General repository to share code
The general idea of this repository is just to have a central place for members of ICG to share and collaborate on code. To make it easy for people to find code useful for them, please provide a short description of what each of your scripts can do
Make sure that before you push any of your local commits to this repository, do a git pull first!! This can prevents all sorts of problems and branch conflicts etc.
Commonly used perun submission scripts for particular softwares can be found under perun_scripts
compare_assemblies.py - Visually compare sequence similarity between contigs of two assemblies
repeatmaskerOut_to_gff3.sh - Convert RepeatMasker .out outputfile to GFF3 format with colors for IGV
add_intron_features.py - Add intron features to a GFF3 file that doesn't already have them explicitly defined
add_intergenic_space_features.py - Add intergenic space features to a GFF3 file that doesn't already have them explicitly defined
fix_genes_with_false_introns.py - Flag introns with poor RNAseq splicing coverage, remove them and re-predict gene, mRNA, exon, CDS features in regions where the false introns used to be using a simple ORF finder
aa_recoding.pl - Recode your amino acid coding alignments into Dayhoff4, Dayhoff6, SR4, HP
alignment_pruner.pl - Remove the most compositionally heterogeneous sites of your alignment
count_tripartitions.py - Decompose a tree or set of trees (e.g. bootstrap trees or MCMC trees) into a set of tripartitions/nodes that are counted
parse_tripartition_counts.py - Read tripartition files generated by count_tripartitions.py to check counts for certain tripartitions of interest
tre_make_splits.pl - Decompose a tree or set of trees (e.g. bootstrap trees or MCMC trees) into a set of splits/bipartitions that are counted
parseSplitcounts.pl - Read split files generated by tre_make_splits.pl to check counts for certain splits of interest
tre_discordance_two.pl - Compare two sets of splits, generated by tre_make_splits.pl, and compute a phylogenetic discordance score
render_tree.py - Read a newick tree file.
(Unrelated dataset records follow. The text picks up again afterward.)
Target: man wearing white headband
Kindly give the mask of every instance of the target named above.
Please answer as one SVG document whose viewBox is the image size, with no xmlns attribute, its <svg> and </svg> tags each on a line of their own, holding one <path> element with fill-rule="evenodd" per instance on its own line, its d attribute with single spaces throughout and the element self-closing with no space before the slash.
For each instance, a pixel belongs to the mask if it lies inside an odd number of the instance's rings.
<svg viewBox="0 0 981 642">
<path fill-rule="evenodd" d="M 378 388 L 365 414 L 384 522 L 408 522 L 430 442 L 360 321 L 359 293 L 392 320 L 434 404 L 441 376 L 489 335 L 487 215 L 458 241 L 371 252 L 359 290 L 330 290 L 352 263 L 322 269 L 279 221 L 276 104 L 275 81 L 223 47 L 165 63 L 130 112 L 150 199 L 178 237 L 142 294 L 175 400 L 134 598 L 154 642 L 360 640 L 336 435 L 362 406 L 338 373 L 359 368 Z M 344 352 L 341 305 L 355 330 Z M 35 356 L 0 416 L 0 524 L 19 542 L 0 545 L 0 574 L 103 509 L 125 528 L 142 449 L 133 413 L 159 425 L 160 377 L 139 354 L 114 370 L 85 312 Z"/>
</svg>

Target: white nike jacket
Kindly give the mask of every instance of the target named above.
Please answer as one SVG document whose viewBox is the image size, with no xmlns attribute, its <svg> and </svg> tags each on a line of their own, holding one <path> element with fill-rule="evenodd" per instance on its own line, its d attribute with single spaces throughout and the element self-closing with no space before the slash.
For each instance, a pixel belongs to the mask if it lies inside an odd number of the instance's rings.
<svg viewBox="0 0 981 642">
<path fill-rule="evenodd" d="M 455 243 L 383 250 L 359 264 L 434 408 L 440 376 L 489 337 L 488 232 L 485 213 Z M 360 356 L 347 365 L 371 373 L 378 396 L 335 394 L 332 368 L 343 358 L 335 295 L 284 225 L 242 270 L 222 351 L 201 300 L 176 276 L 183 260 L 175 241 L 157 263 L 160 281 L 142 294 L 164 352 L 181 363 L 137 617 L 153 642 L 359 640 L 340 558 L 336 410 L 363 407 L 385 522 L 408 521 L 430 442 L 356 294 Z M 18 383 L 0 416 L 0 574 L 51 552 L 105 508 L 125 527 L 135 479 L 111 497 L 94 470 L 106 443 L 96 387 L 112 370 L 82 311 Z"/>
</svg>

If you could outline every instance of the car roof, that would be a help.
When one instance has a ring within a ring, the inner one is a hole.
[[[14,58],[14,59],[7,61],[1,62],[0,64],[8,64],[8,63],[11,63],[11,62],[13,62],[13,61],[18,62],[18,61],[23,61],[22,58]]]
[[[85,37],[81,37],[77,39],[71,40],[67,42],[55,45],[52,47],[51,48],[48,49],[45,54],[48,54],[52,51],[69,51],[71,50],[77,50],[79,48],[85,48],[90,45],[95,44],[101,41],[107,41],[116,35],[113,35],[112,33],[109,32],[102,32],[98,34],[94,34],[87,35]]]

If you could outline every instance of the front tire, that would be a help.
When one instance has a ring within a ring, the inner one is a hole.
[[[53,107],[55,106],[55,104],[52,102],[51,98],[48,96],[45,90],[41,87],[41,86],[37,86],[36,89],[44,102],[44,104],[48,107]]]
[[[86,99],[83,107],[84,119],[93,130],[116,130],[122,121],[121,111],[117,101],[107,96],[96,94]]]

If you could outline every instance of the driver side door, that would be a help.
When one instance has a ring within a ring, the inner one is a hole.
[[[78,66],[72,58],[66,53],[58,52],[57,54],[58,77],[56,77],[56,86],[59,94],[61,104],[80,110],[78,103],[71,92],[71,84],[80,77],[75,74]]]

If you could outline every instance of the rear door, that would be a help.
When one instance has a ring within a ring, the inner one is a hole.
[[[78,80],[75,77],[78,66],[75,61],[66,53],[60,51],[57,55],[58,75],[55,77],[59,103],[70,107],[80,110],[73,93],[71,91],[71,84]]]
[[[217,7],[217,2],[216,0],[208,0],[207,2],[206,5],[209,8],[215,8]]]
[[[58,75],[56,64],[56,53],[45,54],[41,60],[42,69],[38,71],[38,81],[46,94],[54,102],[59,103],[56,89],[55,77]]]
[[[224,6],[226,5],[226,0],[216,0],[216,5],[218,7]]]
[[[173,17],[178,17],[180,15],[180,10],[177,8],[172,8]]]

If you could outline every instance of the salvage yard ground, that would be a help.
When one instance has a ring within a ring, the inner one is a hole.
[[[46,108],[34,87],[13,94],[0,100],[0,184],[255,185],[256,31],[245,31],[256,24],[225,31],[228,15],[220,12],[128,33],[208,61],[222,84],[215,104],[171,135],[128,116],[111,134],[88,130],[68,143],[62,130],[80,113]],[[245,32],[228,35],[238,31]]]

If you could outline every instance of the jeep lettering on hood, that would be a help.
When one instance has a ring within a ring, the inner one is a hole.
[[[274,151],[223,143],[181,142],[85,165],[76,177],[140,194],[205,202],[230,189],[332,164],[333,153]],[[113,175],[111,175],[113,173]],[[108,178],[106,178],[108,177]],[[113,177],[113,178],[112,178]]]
Root it, give clades colors, give it a title, export to PDF, PNG or JPEG
concatenateRenameAlignment.pl - Concatenate a set of protein multiple sequence alignments into a concatenated supermatrix alignment
plot_pb_stats.R - Parse the PhyloBayes-MPI trace files and output Tracer-like plots for log likelihood, tree length, alpha parameter and number of categories
TreeFINISHER_ete3_v1-1.py - (Not finished nor well tested!) Use ETE3 kit to process input newick tree: colour branches by taxonomic group, rename taxa, and output as SVG.
colorFastq.pl - Print a FASTQ file to your terminal screen, but phred symbols become colored bars
NCBI_genome_download.py - Download genomes from NCBI genbank by giving a list of genome accession numbers
NCBI_genome_download_using_centrifuge.sh - using centrifuge-download command to download NCBI genomes, based on domain(s)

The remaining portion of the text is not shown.